Zonder verdere woorden, schreeuwde zijn vader een kreet en begon aan te vallen. Darius was geïnspireerd, schreeuwde ook en viel naast hem aan. Ze renden samen de olifanten tegemoet, ze renden zo snel als ze konden. Ze twijfelden niet eens om de dood onder ogen te zien.

Het moment van de botsing was niet was Darius had verwacht. Hij ontweek een speer toen de soldaat, boven op de olifant, het recht op hem af gooide. Toen hief hij zijn zwaard en sloeg naar de voet van de olifant toen het recht op hem afkwam. Darius wist niet hoe je een olifant moest neerslaan, of dat de slag ook maar enig effect had.

Dat had het niet. De slag van Darius maakte nauwelijks een kras op zijn huid. Het kolossale beest, razend, liet zijn slagtanden zakken en zwaaide het opzij. Darius werd in de ribben geraakt.

Darius vloog dertig meter door de lucht en de adem werd hem ontnomen. Hij landde op zijn rug en rolde in het stof. Hij rolde en rolde en probeerde op adem te komen terwijl hij het geschreeuw van de menige in de verte hoorde.

Hij draaide zich om en probeerde zijn vader te zien. Hij maakte zich zorgen om hem. In zijn ooghoeken zag hij hoe hij een speer recht omhoog gooide en op het enorme oog van één van de olifanten richtte. Toen rolde hij opzij terwijl de olifant hem aanviel.

Het was een perfecte worp. Het zette zich stevig in het oog vast. De olifant krijste en trompetterde, toen zakte het door de knieën en viel op de grond. Het rolde en nam de andere olifant in een enorme stofwolk met zich mee.

Darius kroop overeind, geïnspireerd en vastbesloten. Hij richtte zich op één van de Keizerlijke soldaten die gevallen was en over de grond rolde. De soldaat kroop op zijn knieën, draaide zich om en, nog steeds met zijn speer in zijn handen, richtte op de rug van Darius’s vader. Zijn vader stond daar en verwachtte het niet. Darius wist dat hij ieder moment dood kon zijn.

Darius kwam in actie. Hij viel de soldaat aan, hief zijn zwaard en sloeg de speer uit zijn hand – toen draaide hij rond en onthoofdde hem.

De menigte juichte.

Maar Darius had geen tijd om van zijn overwinning te genieten: hij hoorde een enorm gerommel. Hij draaide zich om en zag dat de andere olifant weer overeind stond – en zijn rijder – en recht op hem afkwam. Darius had geen tijd om weg te komen, hij lag op zijn rug en pakte de speer. Hij hield het recht omhoog toen de voet van de olifant neerkwam. Hij wachtte tot op het laatste moment en rolde opzij toen de olifant hem in de grond wilde stampen.

Darius voelde de wind van de voet van de olifant die hem op een paar centimeter na miste. Toen hoorde hij een gekrijs en het geluid van een speer in vlees. Hij draaide zich om en zag dat de olifant op de speer gestapt was. De speer stond rechtop, helemaal door het vlees heen en kwam er aan de andere kant uit.

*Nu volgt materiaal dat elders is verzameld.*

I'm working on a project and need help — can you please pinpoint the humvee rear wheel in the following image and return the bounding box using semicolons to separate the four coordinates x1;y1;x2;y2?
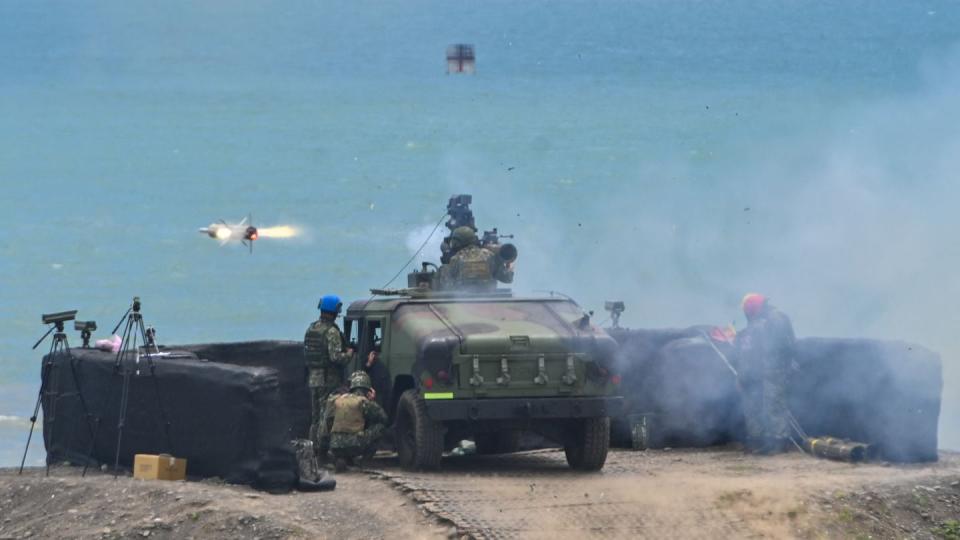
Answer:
395;390;444;470
564;417;610;471
475;430;521;455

De olifant bokte en krijste, hij rende in cirkels rond. De Keizerlijke soldaat die er bovenop zat verloor zijn evenwicht en viel zeker vijftien meter. Hij gilde toen hij naar zijn dood viel en door de val verpletterd werd.

De olifant was nog steeds gek van razernij, hij zwaaide de andere kant op en sloeg Darius met zijn slurf, waardoor hij weer door de lucht vloog. Darius had het gevoel alsof al zijn ribben braken.

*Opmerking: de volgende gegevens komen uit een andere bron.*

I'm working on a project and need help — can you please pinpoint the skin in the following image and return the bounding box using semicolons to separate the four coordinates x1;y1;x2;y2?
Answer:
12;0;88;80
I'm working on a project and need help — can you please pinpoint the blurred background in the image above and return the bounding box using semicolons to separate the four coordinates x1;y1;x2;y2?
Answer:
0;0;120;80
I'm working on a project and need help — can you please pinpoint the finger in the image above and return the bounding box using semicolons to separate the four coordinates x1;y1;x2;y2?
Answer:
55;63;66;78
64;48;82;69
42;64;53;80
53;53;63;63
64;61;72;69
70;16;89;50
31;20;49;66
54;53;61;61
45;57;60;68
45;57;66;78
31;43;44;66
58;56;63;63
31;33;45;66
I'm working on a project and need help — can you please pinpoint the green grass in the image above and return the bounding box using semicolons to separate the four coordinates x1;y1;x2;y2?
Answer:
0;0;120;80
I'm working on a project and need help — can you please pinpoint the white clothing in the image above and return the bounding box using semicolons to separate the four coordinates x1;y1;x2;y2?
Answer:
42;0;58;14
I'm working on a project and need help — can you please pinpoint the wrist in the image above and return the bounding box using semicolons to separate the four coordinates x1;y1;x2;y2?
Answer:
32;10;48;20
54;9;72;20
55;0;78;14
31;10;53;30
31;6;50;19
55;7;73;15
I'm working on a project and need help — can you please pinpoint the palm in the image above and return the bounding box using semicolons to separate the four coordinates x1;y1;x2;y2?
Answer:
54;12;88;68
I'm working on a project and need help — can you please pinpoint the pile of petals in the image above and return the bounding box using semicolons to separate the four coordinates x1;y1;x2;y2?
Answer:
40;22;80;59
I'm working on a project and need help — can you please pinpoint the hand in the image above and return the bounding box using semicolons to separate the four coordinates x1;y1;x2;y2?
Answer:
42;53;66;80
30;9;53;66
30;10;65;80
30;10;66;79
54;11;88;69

Terwijl Darius op handen en knieën kroop en op adem probeerde te komen, keek hij op en zag zijn vader heroïsch met meerdere Keizerlijke soldaten vechten. Ze waren door de poorten gelaten om de anderen te helpen. Hij draaide en sloeg en stootte met zijn staf. Hij velde er meerdere in alle richtingen.

De eerste olifant die gevallen was, de speer zat nog in het oog, kwam weer overeind. Hij werd door een andere Keizerlijke soldaat overeind geranseld met zijn zweep en sprong op de rug. Onder zijn leiding, bokte de olifant en kwam toen recht op de vader van Darius af. Die verwachtte niets en bleef met de soldaten doorvechten.

Darius zag het gebeuren en hij stond er hulpeloos bij. Zijn vader was te ver weg en hij kon er niet op tijd komen. De tijd vertraagde toen hij de olifant recht op hem af zag gaan.

“NEE!” gilde Darius.

Darius keek met afschuw toe terwijl de olifant naar voren rende, recht op zijn nietsvermoedende vader af. Darius rende over het slagveld, haastend om hem te redden. Maar hij wist dat het nutteloos was, ook al rende hij. Het was alsof hij zijn wereld in slow motion uiteen zag vallen.

De olifant liet zijn slagtanden zakken, viel aan en doorboorde zijn vader door zijn rug.

Zijn vader gilde, het bloed stroomde uit zijn mond terwijl de olifant hem hoog in de lucht hief.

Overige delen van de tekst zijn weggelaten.